Dudas, dudas y más dudas

Dudas, desconfianza y desazón, y las correspondientes dosis de pesimismo (que nunca falten), se palpaban en el ambiente tras el partido contra el Leganés. Los últimos resultados y el juego del equipo han roto definitivamente con las buenas vibraciones y sensaciones del inicio de temporada. Se ha pinchado definitivamente la burbuja y la euforia inicial.

Y es que es cierto que se vio un juego pobre, insulso y soporífero, así como una prácticamente nula capacidad para superar al rival. Eso es así.

Pero, por otra parte, es lógico y hasta cierto punto entendible que, tras muchos goles en contra y tras varios malos resultados, Rubén Baraja opte de manera puntual por un planteamiento conservador y “amarrategui” y evite asumir riesgos.

No es algo que guste, claro. Pero no me parece nada criticable. En esta dura categoría a veces es necesario romper con tus principios para intentar cambiar una dinámica negativa. A veces es preferible dar un paso atrás para coger impulso y recuperar la confianza. Y para ello hay que ser muy valiente. Y Baraja lo ha sido. Hay que tener mucho valor y arrojo para renunciar a tu estilo, con lo que ello supone, en favor del estado de ánimo del grupo. No todos los entrenadores lo hacen.

Tampoco sería bueno que nos olvidáramos que esta categoría es muy igualada y cada punto vale su peso en oro. Y a veces, por tanto, es preferible amarrar un punto que perderlos todos. Vendrán mejores tardes y volverán a cantar los pájaros por la mañana.

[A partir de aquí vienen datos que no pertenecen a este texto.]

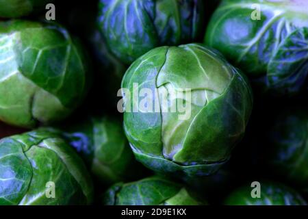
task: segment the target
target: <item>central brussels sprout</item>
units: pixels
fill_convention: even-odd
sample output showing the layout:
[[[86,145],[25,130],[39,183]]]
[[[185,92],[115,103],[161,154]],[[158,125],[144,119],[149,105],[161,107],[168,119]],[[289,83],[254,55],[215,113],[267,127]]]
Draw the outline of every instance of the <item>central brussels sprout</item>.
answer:
[[[45,9],[54,0],[0,0],[0,18],[18,18]]]
[[[253,107],[243,75],[197,44],[150,51],[131,64],[122,88],[124,127],[137,159],[178,177],[208,175],[224,164]],[[141,94],[144,89],[148,94]],[[136,90],[155,96],[144,103],[146,111],[134,110],[144,100],[138,103],[127,92]]]
[[[37,130],[0,140],[0,205],[85,205],[92,192],[84,162],[59,136]]]
[[[106,205],[205,205],[207,202],[181,184],[160,177],[119,183],[103,195]]]
[[[110,50],[129,64],[155,47],[196,40],[203,9],[201,0],[101,0],[99,25]]]
[[[226,198],[227,205],[306,205],[303,197],[293,189],[281,183],[261,182],[260,197],[253,198],[253,188],[242,186]]]
[[[88,61],[61,27],[0,23],[0,120],[33,127],[68,116],[88,90]]]
[[[263,91],[294,95],[308,88],[308,1],[224,0],[205,42]]]

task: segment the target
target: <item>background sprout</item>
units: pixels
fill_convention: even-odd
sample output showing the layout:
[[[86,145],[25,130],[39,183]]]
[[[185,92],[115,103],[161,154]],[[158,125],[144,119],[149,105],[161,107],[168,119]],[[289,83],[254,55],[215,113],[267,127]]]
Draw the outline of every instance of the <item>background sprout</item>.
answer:
[[[181,184],[160,177],[119,183],[103,195],[107,205],[204,205],[207,202]]]
[[[194,41],[203,31],[200,0],[101,0],[99,8],[109,49],[127,64],[155,47]]]
[[[308,189],[307,112],[307,107],[289,107],[280,113],[266,151],[271,172],[301,189]]]
[[[262,90],[296,94],[307,88],[307,7],[301,0],[224,0],[207,26],[205,44]]]
[[[88,116],[62,129],[65,138],[105,184],[136,179],[145,172],[134,159],[119,120]]]
[[[138,161],[159,173],[196,177],[213,173],[229,159],[245,131],[253,95],[246,78],[219,53],[197,44],[154,49],[126,72],[122,87],[133,94],[134,84],[157,96],[191,90],[190,99],[177,96],[168,105],[154,97],[149,105],[168,107],[158,112],[128,112],[129,104],[133,109],[139,103],[125,97],[124,127]],[[191,107],[183,120],[178,109],[170,110],[179,101]]]
[[[81,102],[89,62],[79,42],[54,24],[0,23],[0,120],[33,127],[59,121]]]
[[[49,198],[50,182],[55,196]],[[93,195],[82,160],[64,140],[46,130],[0,140],[0,205],[85,205]]]
[[[232,192],[227,198],[227,205],[305,205],[306,202],[293,189],[274,182],[261,182],[260,198],[253,198],[253,188],[245,185]]]

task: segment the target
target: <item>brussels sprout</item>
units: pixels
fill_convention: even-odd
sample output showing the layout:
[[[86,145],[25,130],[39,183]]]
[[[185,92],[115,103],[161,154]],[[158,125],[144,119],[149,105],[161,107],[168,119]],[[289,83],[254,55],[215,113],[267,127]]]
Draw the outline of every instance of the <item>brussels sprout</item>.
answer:
[[[92,196],[82,160],[44,130],[0,140],[0,205],[89,204]]]
[[[129,64],[158,46],[195,40],[203,14],[201,0],[101,0],[98,22],[110,50]]]
[[[0,23],[0,120],[32,127],[63,119],[90,83],[79,42],[52,24]]]
[[[18,18],[42,10],[54,0],[0,0],[0,17]]]
[[[307,8],[301,0],[224,0],[205,42],[261,89],[294,95],[308,85]]]
[[[272,171],[302,189],[308,188],[307,112],[289,108],[281,113],[270,131],[268,148]]]
[[[131,181],[142,174],[121,123],[107,117],[88,117],[63,129],[70,145],[82,155],[91,172],[101,181]]]
[[[160,177],[112,185],[103,195],[106,205],[204,205],[207,202],[181,184]]]
[[[305,205],[306,202],[293,189],[274,182],[261,183],[259,198],[252,197],[253,188],[245,185],[231,192],[224,204],[228,205]]]
[[[208,175],[224,164],[244,135],[253,106],[246,78],[220,54],[197,44],[150,51],[129,67],[122,88],[124,127],[137,159],[180,177]],[[146,99],[145,111],[135,110],[144,100],[138,103],[125,92],[143,89],[154,100]]]

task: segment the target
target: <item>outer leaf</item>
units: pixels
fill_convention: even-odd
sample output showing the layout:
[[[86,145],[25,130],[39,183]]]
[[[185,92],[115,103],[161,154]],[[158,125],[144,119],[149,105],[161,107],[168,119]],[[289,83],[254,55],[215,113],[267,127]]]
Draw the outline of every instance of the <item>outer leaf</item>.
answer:
[[[103,198],[105,205],[203,205],[181,185],[159,177],[145,178],[111,187]]]

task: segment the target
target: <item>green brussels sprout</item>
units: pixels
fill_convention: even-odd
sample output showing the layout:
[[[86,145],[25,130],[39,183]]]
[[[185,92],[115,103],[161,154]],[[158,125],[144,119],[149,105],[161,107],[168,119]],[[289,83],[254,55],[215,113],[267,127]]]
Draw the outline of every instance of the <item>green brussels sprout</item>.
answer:
[[[260,183],[259,198],[252,197],[253,188],[242,186],[235,190],[226,198],[227,205],[306,205],[302,196],[293,189],[278,183]]]
[[[65,29],[0,23],[0,120],[33,127],[64,118],[85,96],[89,70],[79,41]]]
[[[101,182],[112,184],[135,180],[142,175],[142,166],[135,160],[120,121],[88,116],[62,130],[70,144]]]
[[[201,0],[101,0],[99,6],[107,45],[127,64],[155,47],[194,41],[202,34]]]
[[[18,18],[42,10],[54,0],[0,0],[0,17]]]
[[[308,87],[308,1],[224,0],[205,42],[263,91],[294,95]]]
[[[84,205],[92,199],[84,162],[59,136],[38,129],[0,140],[0,205]]]
[[[103,195],[106,205],[205,205],[207,202],[182,185],[160,177],[112,185]]]
[[[127,70],[122,88],[124,128],[137,159],[184,178],[211,174],[229,159],[253,107],[246,77],[198,44],[149,51]],[[144,94],[147,108],[135,110],[144,99],[129,93],[144,89],[152,92]]]
[[[308,189],[307,108],[281,112],[269,133],[268,164],[275,172],[297,188]]]

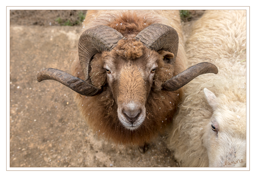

En esta Segunda tan compleja, variopinta e impredecible es ciertamente recomendable no ser demasiado pulcro y escrupuloso con las ideas y los principios. No se le deben caer los anillos a ningún equipo que aspire a cosas importantes por hacer partidos feos y por cambiar de manera puntual el pincel por la azada. Hay que tener un perfil camaleónico y polifacético. Aquí no suben los equipos más puristas y con más arte, suben los más prácticos y más estrategas. Para ejemplo cercano, el Elche de Escribá.

Pero, claro, a muchos aficionados le asaltan las dudas, los miedos y los desengaños. ¿Las causas?  Por un lado porque a parte de la afición y a parte del periodismo se le ha puesto el morro muy fino tras el paso por Primera División y no valoran que tanto el escenario, el contexto y las condiciones han cambiado radicalmente.

Y por otro lado, porque la memoria de algunos es efímera. ¿Ya no recordamos en qué condiciones se confeccionó esta plantilla? ¿Ha pasado al olvido todo lo acontecido en los últimos meses? ¿Ya nos hemos olvidado de cómo funcionan las cosas en esta categoría? En verano nadie daba un duro por salvar el descenso a Segunda B y ahora nos la cogemos con papel de fumar por una mala racha, teniendo 15 puntos y siendo novenos en la tabla. No es una situación para tirar cohetes pero muchos la hubieran firmado con sangre hace pocos meses.

Y tampoco hay que olvidar que en la categoría de plata los primeros meses de competición son una especie de criba a la que hay que sobrevivir como sea y acabar el año decentemente colocado en la tabla para poder afrontar la segunda parte de la temporada con otros objetivos y con otro espíritu.

Y estamos ahí. Colocados y agazapados. Equidistantes de la cabeza y del descenso. Pero esto es muy largo. Es una carrera de supervivencia y hay que aguantar como sea.

Y al final lo que contará es acabar bien no haber llevado un camino de rosas ni una trayectoria impoluta.

Y acabaremos Segundos, no os olvidéis. No tengáis más dudas.